The most exciting development? Agent-to-agent communication, where specialized AI systems collaborate autonomously. Martinez painted a picture of interconnected agents translating content, checking for service outages, analyzing patterns, and preparing customer service scripts—all without human intervention until human judgment is needed.

The Partnership Imperative

What emerged most clearly from Martinez’s presentation was the critical importance of strategic partnerships in AI transformation. The Microsoft-IFS alliance exemplifies how technology providers can combine raw AI capabilities with industry-specific solutions to deliver practical business value.

“Both of our companies have the philosophy: make the system open, make it composable, make it work for the real world that you live in,” Martinez explained. This approach acknowledges that successful AI implementation isn’t about replacing existing systems but about making them work better together.

What this means for ERP Insiders

Start with employee experience, scale through data. ERP leaders should prioritize AI initiatives that directly improve daily user experiences before tackling complex process automation. With more than 230,000 organizations—including 90% of the Fortune 500—already using Microsoft’s Copilot Studio to build AI agents and automations, the evidence is clear that starting with commercially available AI solutions provides immediate value while building organizational AI literacy. Focus your initial investments on IFS.ai capabilities that help users navigate complex ERP workflows, find information faster, and reduce manual data entry. This approach builds user confidence and demonstrates ROI while your team develops the skills needed for more sophisticated AI implementations.

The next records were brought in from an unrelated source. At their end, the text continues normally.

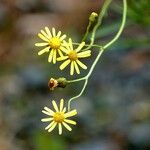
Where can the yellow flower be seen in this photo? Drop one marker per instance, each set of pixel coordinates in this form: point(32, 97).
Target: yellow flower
point(52, 84)
point(73, 57)
point(59, 117)
point(52, 42)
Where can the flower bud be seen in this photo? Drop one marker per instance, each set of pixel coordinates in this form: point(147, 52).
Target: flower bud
point(52, 84)
point(93, 16)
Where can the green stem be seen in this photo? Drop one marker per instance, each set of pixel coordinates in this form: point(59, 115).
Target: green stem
point(94, 45)
point(121, 27)
point(100, 17)
point(84, 86)
point(87, 31)
point(99, 54)
point(85, 78)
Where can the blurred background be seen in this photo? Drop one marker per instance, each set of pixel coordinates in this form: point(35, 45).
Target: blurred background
point(114, 111)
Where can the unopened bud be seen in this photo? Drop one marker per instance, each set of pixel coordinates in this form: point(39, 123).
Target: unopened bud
point(93, 16)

Embrace process redesign, not just process improvement. The most significant AI gains come from rethinking entire business processes rather than incrementally improving existing workflows. Companies like Lumen have reduced seller quote generation time from four hours to 15 minutes, projecting annual savings worth $50 million, by taking an AI-first approach to process design. ERP leaders should identify high-volume, knowledge-intensive processes—like order management, procurement approvals, or service scheduling—and reimagine them with AI agents handling routine decisions while humans focus on exceptions and relationship management. Consider vendors like IFS who offer composable, open architectures that support radical process transformation rather than just cosmetic AI additions.

Build security-first AI governance from day one. As AI adoption accelerates, security and governance can’t be afterthoughts in ERP environments handling sensitive business data. A Morgan Stanley study found that 94% of CIOs expect to adopt Microsoft generative AI products within the next year, up from 63% in Q4 2023, creating both opportunity and risk. Establish AI governance frameworks that define data access boundaries, audit trails, and human oversight requirements before implementing AI agents in critical ERP processes. Leverage partners like Microsoft and IFS to ensure AI solutions comply with your industry’s regulatory requirements and implement proper data classification to prevent AI models from accessing inappropriate information while still enabling powerful automation capabilities.